Luca Pacioli se hizo un lugar en la historia de las matemáticas gracias a dos de sus obras. La primera, 'Summa de Arithmetica, Geometria, Proportioni et Proportionalità' (1494), fue una enciclopedia del conocimiento matemático de su época. Un compendio total de la matemática que introdujeron los árabes a través de la Península Ibérica y que llegó por ósmosis comercial entre la Europa Medieval y el mundo árabe.
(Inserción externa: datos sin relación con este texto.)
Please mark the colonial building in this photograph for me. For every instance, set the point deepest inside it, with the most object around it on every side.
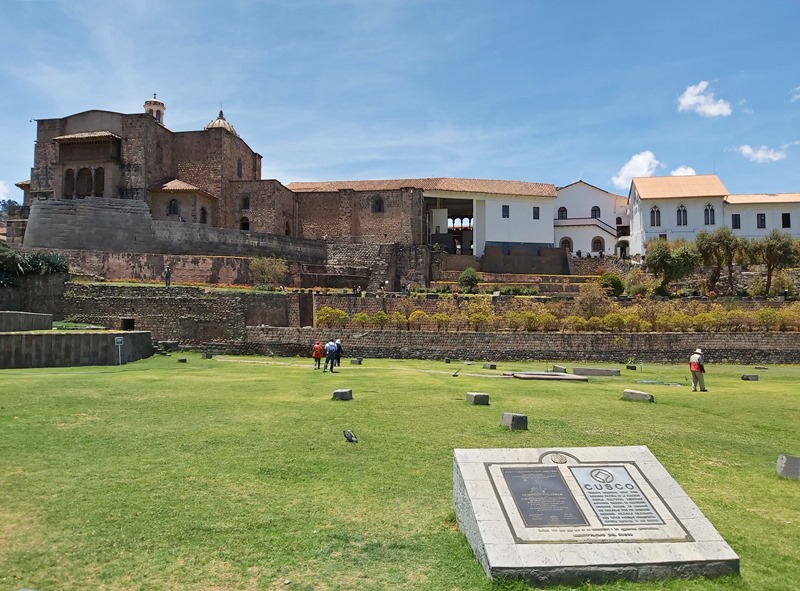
(678, 207)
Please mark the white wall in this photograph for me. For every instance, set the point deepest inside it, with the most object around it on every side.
(519, 226)
(773, 212)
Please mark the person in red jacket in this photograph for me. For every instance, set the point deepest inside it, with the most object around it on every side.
(698, 368)
(317, 353)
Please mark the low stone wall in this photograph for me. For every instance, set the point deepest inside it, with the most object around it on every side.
(19, 321)
(745, 348)
(71, 348)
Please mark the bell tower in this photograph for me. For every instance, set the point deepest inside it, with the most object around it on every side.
(155, 108)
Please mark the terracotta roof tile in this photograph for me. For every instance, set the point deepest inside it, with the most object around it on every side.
(765, 198)
(664, 187)
(456, 185)
(86, 135)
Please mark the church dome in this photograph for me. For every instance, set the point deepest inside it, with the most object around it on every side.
(221, 123)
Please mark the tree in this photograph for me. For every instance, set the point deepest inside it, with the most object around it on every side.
(718, 249)
(775, 251)
(670, 261)
(468, 280)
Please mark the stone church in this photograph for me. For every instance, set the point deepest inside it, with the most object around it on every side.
(113, 182)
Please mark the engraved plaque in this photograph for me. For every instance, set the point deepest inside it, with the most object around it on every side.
(542, 497)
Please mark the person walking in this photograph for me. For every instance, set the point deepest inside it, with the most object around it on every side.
(339, 352)
(698, 368)
(330, 355)
(317, 353)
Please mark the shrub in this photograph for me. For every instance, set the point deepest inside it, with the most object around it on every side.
(380, 319)
(417, 318)
(332, 318)
(442, 321)
(360, 319)
(468, 280)
(612, 282)
(269, 270)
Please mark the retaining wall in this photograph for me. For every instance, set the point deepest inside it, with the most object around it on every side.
(746, 348)
(72, 348)
(19, 321)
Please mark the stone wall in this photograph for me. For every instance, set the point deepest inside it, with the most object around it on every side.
(745, 348)
(71, 348)
(19, 321)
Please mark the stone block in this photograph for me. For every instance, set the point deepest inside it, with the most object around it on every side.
(478, 398)
(637, 396)
(514, 421)
(789, 466)
(595, 371)
(343, 394)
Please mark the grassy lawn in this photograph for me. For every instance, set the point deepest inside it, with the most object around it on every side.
(232, 473)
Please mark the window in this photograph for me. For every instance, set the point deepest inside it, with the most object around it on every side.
(655, 216)
(708, 215)
(69, 182)
(682, 215)
(99, 181)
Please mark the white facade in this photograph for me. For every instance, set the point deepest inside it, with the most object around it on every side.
(589, 220)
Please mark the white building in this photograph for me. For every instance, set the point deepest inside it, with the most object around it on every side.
(678, 207)
(590, 220)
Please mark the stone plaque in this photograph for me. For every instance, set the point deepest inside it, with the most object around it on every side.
(562, 516)
(542, 497)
Gozó de una gran popularidad, a pesar de que no encontraremos en ella mucha más matemática que en el 'Liber Abaci' (1202) de Fibonacci (c. 1170-1250), escrito casi 300 años antes. De hecho, contenía un buen número de errores, como Cardano (1501-1576) dejó claro al dedicar todo un capítulo en su 'Arithmetica' (1539). Su popularidad se debió al acierto de escribirla en su lengua vernácula y a ser la primera enciclopedia matemática impresa. Aunque, sin duda, podemos añadir dos pluses.
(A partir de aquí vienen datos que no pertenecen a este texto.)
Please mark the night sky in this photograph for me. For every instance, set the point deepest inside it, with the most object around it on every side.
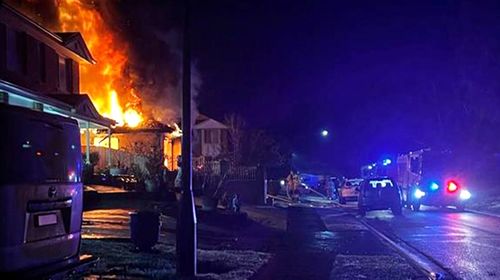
(384, 77)
(381, 76)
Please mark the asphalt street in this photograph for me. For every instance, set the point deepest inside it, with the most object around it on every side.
(467, 245)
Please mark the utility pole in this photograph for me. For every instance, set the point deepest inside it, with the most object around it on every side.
(186, 242)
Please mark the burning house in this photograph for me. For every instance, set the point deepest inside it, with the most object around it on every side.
(56, 72)
(39, 69)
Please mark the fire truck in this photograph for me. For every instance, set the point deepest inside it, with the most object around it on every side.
(430, 177)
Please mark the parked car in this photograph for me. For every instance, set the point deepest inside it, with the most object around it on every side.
(379, 194)
(40, 190)
(349, 190)
(125, 181)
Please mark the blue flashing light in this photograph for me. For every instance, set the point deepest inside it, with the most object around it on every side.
(419, 194)
(434, 186)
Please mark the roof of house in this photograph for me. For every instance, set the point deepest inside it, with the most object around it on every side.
(72, 42)
(204, 122)
(82, 105)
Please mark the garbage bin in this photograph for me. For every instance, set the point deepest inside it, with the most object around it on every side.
(144, 229)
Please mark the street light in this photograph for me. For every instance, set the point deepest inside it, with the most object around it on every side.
(186, 219)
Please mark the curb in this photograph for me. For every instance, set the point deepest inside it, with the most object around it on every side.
(428, 267)
(483, 213)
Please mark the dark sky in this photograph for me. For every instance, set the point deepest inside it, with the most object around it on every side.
(377, 74)
(384, 77)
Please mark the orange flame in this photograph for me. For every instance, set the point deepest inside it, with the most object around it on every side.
(105, 82)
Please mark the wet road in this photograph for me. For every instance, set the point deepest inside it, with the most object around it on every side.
(466, 244)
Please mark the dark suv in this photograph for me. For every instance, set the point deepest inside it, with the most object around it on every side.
(379, 194)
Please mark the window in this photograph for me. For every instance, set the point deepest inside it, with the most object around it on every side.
(211, 136)
(43, 63)
(62, 74)
(69, 75)
(16, 51)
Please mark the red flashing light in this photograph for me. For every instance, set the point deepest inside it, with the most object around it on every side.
(452, 186)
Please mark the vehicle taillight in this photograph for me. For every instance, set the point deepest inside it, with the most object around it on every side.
(452, 186)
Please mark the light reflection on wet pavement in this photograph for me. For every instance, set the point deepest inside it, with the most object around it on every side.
(465, 243)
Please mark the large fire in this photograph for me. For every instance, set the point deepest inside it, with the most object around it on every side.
(105, 82)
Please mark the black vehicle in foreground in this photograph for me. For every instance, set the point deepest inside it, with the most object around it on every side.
(379, 194)
(40, 192)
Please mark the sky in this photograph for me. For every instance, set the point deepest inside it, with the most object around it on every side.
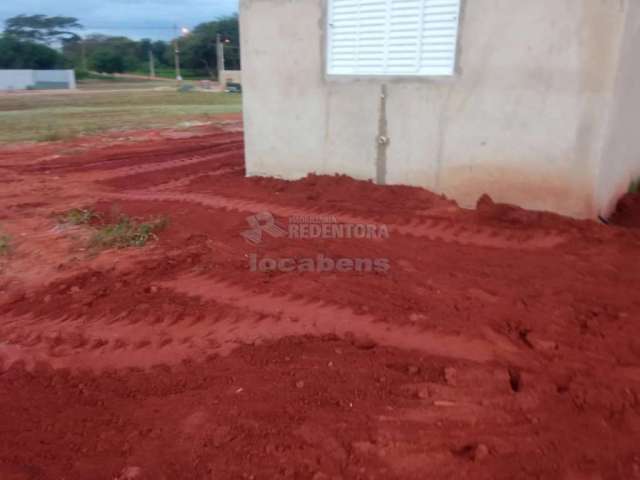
(134, 18)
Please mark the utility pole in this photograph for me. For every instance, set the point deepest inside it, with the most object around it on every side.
(83, 55)
(219, 56)
(152, 66)
(176, 53)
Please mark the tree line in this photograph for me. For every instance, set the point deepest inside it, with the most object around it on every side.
(44, 42)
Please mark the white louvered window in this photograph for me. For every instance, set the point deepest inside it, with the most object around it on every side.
(392, 37)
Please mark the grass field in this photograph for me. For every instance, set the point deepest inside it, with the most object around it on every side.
(58, 115)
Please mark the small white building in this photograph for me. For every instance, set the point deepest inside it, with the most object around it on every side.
(37, 79)
(535, 102)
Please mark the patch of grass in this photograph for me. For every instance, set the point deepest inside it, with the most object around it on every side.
(5, 245)
(127, 232)
(58, 116)
(79, 216)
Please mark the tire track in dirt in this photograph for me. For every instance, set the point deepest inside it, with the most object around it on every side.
(124, 172)
(234, 317)
(297, 317)
(173, 185)
(444, 230)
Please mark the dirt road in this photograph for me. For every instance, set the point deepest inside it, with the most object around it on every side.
(496, 343)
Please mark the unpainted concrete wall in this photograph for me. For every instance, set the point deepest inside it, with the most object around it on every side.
(24, 79)
(620, 162)
(524, 119)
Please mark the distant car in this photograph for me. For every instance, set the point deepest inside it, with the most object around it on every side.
(233, 88)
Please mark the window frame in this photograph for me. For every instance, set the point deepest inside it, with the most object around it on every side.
(450, 74)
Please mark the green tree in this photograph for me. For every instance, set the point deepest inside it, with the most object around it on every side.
(15, 53)
(198, 49)
(106, 60)
(42, 28)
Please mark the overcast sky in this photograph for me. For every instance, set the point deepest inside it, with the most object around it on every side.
(133, 18)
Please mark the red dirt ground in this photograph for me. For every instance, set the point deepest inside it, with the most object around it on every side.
(501, 343)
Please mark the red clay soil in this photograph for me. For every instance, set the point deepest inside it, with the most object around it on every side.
(498, 343)
(627, 212)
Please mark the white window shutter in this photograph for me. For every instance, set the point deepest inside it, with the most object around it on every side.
(392, 37)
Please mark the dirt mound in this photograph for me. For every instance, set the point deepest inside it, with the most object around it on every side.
(498, 343)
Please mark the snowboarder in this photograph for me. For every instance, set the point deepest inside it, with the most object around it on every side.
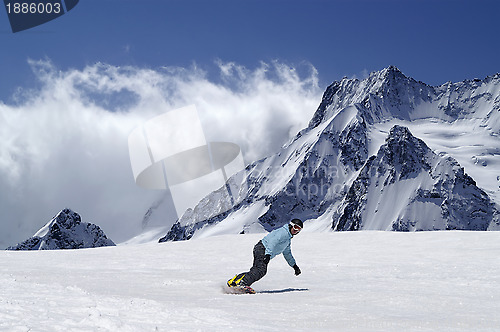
(275, 243)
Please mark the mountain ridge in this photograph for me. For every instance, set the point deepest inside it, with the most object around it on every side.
(310, 176)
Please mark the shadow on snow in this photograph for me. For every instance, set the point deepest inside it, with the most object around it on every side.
(287, 290)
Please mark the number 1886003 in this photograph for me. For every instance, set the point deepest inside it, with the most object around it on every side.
(34, 8)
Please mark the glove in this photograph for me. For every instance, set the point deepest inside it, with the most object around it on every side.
(297, 270)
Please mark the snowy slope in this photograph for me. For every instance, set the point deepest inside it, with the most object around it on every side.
(310, 177)
(350, 281)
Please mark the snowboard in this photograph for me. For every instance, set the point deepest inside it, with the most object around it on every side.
(239, 290)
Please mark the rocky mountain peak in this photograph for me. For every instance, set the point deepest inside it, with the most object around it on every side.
(65, 231)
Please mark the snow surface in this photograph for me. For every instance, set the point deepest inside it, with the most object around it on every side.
(351, 281)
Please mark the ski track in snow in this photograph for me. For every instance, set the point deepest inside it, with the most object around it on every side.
(351, 281)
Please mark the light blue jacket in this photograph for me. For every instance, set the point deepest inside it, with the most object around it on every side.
(278, 242)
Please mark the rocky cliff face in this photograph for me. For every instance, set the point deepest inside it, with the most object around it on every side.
(337, 173)
(65, 231)
(407, 187)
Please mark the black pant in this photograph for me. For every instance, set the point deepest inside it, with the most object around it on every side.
(259, 268)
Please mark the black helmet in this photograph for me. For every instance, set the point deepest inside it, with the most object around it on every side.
(297, 222)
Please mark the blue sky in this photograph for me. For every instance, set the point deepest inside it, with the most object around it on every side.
(431, 40)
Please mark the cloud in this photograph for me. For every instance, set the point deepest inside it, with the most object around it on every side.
(64, 144)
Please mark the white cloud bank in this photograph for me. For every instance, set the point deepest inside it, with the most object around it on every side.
(65, 143)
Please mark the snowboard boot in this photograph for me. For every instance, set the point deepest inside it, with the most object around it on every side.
(236, 281)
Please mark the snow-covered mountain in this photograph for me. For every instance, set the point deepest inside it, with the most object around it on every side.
(65, 231)
(358, 166)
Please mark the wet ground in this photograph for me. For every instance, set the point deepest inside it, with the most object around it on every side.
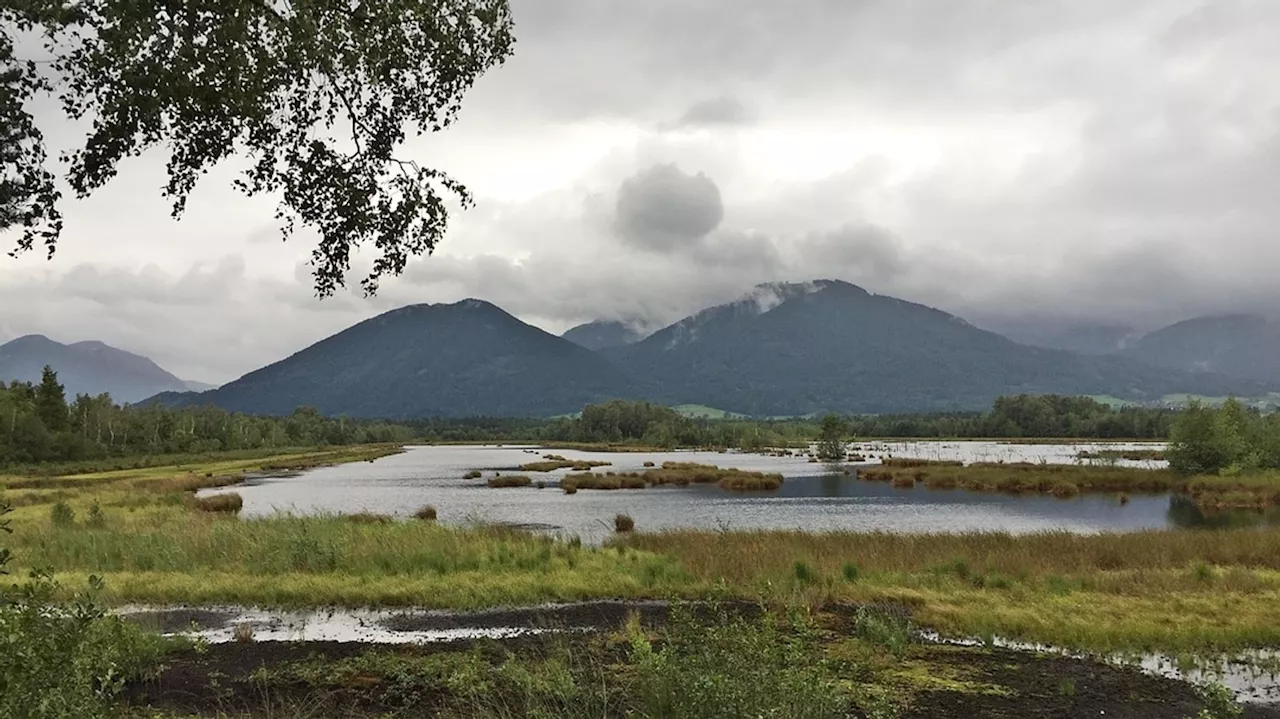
(961, 681)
En primer lugar, la notación en 'Summa' es superior a obras anteriores, transformando el álgebra retórica en sincopada; es decir, haciendo uso, por primera vez, de abreviaturas y relaciones sintácticas para las operaciones matemáticas. Un estadio que no se superaría hasta un siglo después, con el advenimiento del álgebra simbólica debida a François Viète (1540-1603). Y en segundo, en 'Summa' nos encontramos un tratado sobre procedimientos mercantiles. Algo chocante hoy en día, pero corriente en una época en la que la aritmética mercantil fue desarrollada y enseñada por los matemáticos. En su libro, Pacioli describe por primera vez el método de doble entrada y por ello es considerado el padre de la contabilidad moderna. Aunque se sabe que eso es exagerado: la Venecia de Pacioli era el centro comercial europeo de distribución de los productos orientales, y el método de doble entrada que se le atribuye era usado comúnmente por los mercaderes venecianos (de hecho, se conocía como el método veneciano). Probablemente los mercaderes lo importaron de Alejandría o Constantinopla, pues tenemos constancia histórica ya de su uso en El Cairo del siglo XI.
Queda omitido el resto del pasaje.